# VapeCon 2017 Surprises from Orion... (UPDATED)



## Michael (7/8/17)

*Attention everyone!*

Coming to _*VapeCon 2017*_?

Then we have some surprises for you!

Be sure to come visit us at our stand to see the new and exciting things we will be bringing you!

For now we will leave you with a little teaser...

Something *special* and *limited*...




Stay tuned for *more*!​

Reactions: Winner 4 | Thanks 1


----------



## Silver (7/8/17)

ooh, this looks great
Thanks for the tease @Michael 

I wonder what it could be?

Something limited....
Limited edition menthol guava tobacco perhaps?

Reactions: Funny 1


----------



## Michael (8/8/17)

*Wait a second, here is more!*


Introducing *MR O!*


*

*

An Orange sweety vape that has a delicious citrus tone to it that leaves your taste buds quenching every time you take a toot!

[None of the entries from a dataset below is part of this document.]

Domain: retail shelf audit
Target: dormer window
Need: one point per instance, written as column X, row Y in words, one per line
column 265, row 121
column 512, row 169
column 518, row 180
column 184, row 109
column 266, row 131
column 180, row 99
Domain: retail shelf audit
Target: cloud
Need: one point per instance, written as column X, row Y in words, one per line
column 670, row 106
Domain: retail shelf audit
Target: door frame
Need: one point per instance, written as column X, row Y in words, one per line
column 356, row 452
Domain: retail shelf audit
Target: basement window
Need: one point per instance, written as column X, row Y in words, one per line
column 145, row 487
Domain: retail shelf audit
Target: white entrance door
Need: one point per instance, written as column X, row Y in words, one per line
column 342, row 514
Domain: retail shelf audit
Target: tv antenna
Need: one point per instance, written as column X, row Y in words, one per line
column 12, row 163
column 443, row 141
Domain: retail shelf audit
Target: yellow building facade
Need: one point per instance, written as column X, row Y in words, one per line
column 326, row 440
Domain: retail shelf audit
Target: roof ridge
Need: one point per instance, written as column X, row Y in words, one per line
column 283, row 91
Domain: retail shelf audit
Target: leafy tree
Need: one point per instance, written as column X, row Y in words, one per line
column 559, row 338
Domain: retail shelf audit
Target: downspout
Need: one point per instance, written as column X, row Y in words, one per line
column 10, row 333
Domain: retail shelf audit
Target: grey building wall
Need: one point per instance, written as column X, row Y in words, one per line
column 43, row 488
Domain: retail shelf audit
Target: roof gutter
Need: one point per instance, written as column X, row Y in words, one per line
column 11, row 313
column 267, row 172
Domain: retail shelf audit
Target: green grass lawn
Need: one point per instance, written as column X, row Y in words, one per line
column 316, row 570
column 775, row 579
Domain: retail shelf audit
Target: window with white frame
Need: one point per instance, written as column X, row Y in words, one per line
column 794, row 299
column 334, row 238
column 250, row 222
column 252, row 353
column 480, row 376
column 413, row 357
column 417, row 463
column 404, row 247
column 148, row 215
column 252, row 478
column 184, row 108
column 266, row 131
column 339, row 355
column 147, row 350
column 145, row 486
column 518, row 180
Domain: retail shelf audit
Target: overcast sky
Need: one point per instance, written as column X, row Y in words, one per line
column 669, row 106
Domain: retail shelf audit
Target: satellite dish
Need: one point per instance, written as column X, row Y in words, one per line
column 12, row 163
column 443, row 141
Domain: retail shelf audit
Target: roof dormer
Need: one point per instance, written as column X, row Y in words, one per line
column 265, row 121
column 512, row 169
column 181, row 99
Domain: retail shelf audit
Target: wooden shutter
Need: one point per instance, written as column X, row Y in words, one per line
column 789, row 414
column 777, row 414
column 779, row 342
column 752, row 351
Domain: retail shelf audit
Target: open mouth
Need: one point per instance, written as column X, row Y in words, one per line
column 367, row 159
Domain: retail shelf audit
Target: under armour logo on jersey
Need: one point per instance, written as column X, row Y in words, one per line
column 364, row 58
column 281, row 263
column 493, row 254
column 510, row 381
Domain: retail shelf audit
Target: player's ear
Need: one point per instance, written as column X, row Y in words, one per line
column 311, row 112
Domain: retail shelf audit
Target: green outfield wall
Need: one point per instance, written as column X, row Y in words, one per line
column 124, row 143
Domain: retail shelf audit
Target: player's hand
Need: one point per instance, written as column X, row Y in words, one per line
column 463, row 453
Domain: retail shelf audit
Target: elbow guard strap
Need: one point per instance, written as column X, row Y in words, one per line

Yummy!

But wait there is more...


Introducing *SPARKLE!*





A Blackcurrant sweet for all the fruity vapers that will leave u begging for lots and lots *more*!​

Reactions: Like 3 | Winner 1


----------



## Michael (24/8/17)

Wait a second! Look what is coming to *VapeCon 2017*!


​

Be Sure to Come and grab a bottle at our stand for R180 a 30ml! 
*While Stocks last!*​

Reactions: Winner 1


----------



## Sir Vape (24/8/17)

Need some Mr O


----------



## ASCIIcat (24/8/17)

Michael said:


> Wait a second! Look what is coming to *VapeCon 2017*!
> 
> View attachment 105363
> ​
> ...



Fantastic! Here I was hoping to pick up a bottle and now I know I will have to!

Reactions: Like 1


----------